When we started this site, I’m not exactly sure the subject of kids and sailing on the Hobie Cat 16 actually entered my mind. I saw plenty of young families out on the water with their sails up, but I never imagined what it would be like to invite my own daughter out on the boat. Now that I have kids of my own, I’m starting to think about sailing like a parent.
Since she’s still pretty young (we’re talking pre-toddler age) there isn’t a lot hard core instruction going on. In fact the only hard truth she may actually understand about sailing is “water!” We have taken her out a few times on the Catalina 22. In someways it’s a bit easier to manage a small child on a bigger monohull with its cockpit below, and the bench seats. But the Hobie 16 is my first love and it’s never too early to share your love of sailing with your kids. Here are a few tips I learned from our first sail with her on the Hobie over the fourth of July.

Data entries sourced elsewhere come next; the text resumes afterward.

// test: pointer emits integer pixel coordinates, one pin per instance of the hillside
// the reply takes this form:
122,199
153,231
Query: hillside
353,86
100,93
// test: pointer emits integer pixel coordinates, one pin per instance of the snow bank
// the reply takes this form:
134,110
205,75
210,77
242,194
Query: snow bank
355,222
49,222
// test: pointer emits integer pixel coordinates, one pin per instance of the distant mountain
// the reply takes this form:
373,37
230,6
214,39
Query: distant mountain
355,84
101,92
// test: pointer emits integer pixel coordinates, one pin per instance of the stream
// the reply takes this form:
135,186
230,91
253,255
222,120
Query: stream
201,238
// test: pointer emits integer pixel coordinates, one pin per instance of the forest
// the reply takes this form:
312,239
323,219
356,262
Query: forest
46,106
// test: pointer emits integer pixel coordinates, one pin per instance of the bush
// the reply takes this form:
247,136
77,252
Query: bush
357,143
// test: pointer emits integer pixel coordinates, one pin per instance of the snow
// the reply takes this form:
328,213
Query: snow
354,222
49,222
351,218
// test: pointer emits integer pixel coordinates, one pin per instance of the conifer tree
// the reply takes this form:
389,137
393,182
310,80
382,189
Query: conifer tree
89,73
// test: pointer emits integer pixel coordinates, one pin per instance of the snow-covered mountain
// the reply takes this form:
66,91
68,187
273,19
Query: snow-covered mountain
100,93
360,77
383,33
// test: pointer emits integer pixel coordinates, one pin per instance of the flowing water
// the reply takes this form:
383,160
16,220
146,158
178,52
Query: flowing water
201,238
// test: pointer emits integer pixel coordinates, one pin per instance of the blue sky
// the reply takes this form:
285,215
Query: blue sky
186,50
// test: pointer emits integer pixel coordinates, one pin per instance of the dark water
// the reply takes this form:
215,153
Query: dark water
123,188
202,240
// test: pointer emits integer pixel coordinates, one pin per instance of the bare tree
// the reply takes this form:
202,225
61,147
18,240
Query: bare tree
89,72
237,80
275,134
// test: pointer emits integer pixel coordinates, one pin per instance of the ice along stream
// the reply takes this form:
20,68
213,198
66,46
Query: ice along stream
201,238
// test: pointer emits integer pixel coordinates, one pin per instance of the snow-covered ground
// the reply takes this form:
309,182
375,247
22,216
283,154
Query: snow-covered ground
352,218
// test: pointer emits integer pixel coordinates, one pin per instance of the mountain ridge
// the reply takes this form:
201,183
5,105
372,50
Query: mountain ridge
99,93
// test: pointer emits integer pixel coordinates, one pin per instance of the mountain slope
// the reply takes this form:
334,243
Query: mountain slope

1. Always, ALWAYS, wear a life jacket. This may sound redundant, but everyone (even adults) should be doing this anyway. I know it was a lot easier to get her to wear and keep her life jacket on, when she saw that we all had one on too.
2. Go Slow. We were nervous about having too much wind when we first set out. My wife held her tight at the beginning while I took the tiller. As the wind slowed down we loosened up a bit. It definitely wasn’t the adrenaline rush experience I’m used to, but it helped our little girl (and me) feel more comfortable on the water.
3. Take Pictures. I highly doubt she’ll be able to remember this experience when she gets older, but our memories coupled with the pictures make it a reality. She was sailing before she was two!
4. Let them warm up to the water and the feeling of being on the boat. She was afraid of the waves and feeling unbalanced at the beginning of the day, but we turned the waves into a good thing by chanting, “More waves! More waves!” She came to love it by the end. It helps that our girl loves the water in the first place, but gently dipping her feet in the water helped her feel more and more comfortable about being on the boat. From there she could explore a bit at her own pace.
5. Lots of People to help. This one isn’t necessary, but it worked for us on this particular trip. Since it was a holiday weekend, we had a lot of people that wanted to go sailing at the same time. So we crowded on 4 adults and 1 child. It was a little more than normal, it was also to help ensure a slower pace. Being in tight quarters on the tramp, we were all prepared to grab a falling baby of the side if needs be. Thankfully, none of us had to take a dive for her. 😉
6. Bring snacks. Spend some time on the beach. Most parents of young children and babies know that their attention span lasts maybe 2 minutes, if you’re lucky. Having multiple activities that day both on and off the water helped make this day a success.
I sure hope my little girl grows up to love sailing as much as I do. But if she doesn’t, that’s okay too. At least I got her out on the Hobie and enjoyed at least one, hopefully many more afternoons out on the water with her and my family. Kids and sailing, it’s a great combination.